4 Tips to Reduce Your A/R Percentage Over 90 Days

In our previous blog, we discussed what 90+ Accounts Receivable (A/R) is and how to calculate the 90+ A/R Percentage. This week, we are looking at tips to reduce a healthcare providers’ A/R percentage over 90 days.

Hearing from company executives, they are most concerned about the 90+ A/R when that rate is not in the “okay” range (21-30%) or is in fact in the “poor” range (30% or more). The most important thing to understand is what is causing an increase in the balance.

Some questions to ask yourself are:

  • What is the status of the claims within that 90+ A/R bucket?
  • What is the average number of touches on the claims?
  • Am I being efficient and productive in my claims reimbursement efforts?
  • What is the trend? Has it historically been high or is there a spike?
  • Is it a particular insurance that is impacting the 90+ A/R bucket?

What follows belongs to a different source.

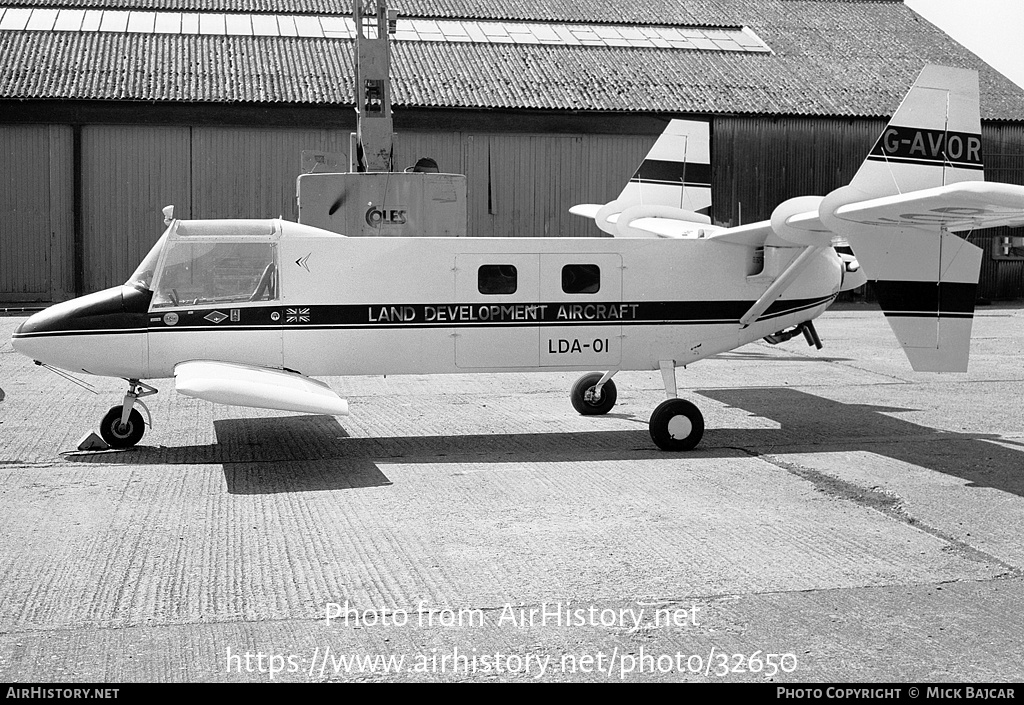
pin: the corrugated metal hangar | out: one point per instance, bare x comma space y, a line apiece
112, 109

If you are a middle-level manager, you need to understand what needs to be done to collect as much of the 90+ A/R as possible. You should be interested in the same issues as the executive, but you will be digging into the details to uncover the root cause and create projects to resolve the problem.

1) Focus on Front End

Focus on your front-end office by separating administrative work from the clinical setting. Once a patient is scheduled, a staff member is notified and can begin verifying insurance information and eligibility, requesting pre-authorization if necessary, and estimating patient liability.

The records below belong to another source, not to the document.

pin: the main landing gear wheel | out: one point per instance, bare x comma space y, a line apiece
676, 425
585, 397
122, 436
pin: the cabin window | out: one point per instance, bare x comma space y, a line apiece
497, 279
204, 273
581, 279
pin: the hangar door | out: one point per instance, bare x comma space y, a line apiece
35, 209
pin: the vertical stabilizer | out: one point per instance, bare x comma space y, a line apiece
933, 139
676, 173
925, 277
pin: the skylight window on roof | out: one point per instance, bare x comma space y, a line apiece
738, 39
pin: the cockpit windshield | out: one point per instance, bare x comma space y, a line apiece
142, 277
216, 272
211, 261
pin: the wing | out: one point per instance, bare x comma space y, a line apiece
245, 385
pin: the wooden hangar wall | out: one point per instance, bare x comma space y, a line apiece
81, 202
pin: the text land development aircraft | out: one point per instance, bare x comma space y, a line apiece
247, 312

Obtaining pre-authorization upfront prevents rejected claims and helps keep A/R days under control. If your front-end staff does their work efficiently, you don’t have to worry about patient collections.

2) Focus on Claim Denials

Denied claims represent a major lost revenue opportunity. Denials represent the 10 percent to 20 percent of claims that cause most missed revenue opportunities. When denials are allowed to accumulate, opportunities for collection can be missed altogether, and A/R days increase.

It is important to analyze denials and learn whether there is a root cause that can be eliminated to cut down on denials. Receiving denials in one location rather than multiple points of entry helps with consistent data collection that can help get to the root of claim rejection causes. Plus, it allows better time tracking so fewer claims end up rejected for failing to meet submission deadlines.

3) Run A/R Reports

Keep track of A/R trends and fluctuations by running accounts receivable reports every month. These reports should include aged receivables so you can track progress with older bills.

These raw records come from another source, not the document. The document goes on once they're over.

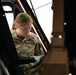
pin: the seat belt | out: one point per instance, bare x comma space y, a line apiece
56, 60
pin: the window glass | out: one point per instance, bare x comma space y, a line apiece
44, 15
9, 15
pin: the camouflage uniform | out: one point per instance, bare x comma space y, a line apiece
27, 47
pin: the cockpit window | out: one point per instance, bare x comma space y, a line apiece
9, 15
44, 13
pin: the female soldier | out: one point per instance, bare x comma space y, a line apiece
25, 40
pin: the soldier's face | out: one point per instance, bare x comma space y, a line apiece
24, 29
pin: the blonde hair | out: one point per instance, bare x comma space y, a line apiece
21, 19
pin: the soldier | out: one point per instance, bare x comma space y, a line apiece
25, 41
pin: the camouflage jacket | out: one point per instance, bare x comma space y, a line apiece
28, 46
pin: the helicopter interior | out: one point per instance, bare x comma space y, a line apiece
69, 30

Usually, most of the claims will take an average of a month to be reimbursed. These A/R reports will help you find potential issues from a high viewpoint and the follow-up report will offer you a close-up look at the cause of the issues.

 

4) Institute “Zero Posting” Practices

Ensure that your cash team is posting all insurance correspondence in a timely manner. This includes:

  • Letters letting you know that a claim was sent to the wrong address
  • Letters notifying you that additional information has been requested
  • Letters notifying you that a claim was rejected due to an incorrect patient policy number

If correspondence is not posted and tracked in the same way as a denial, you will run the risk of speaking with an insurance representative that may give bad advice on how to resolve the unpaid claim. Insurance companies are required to respond electronically or in writing, and that response is the most effective path forward.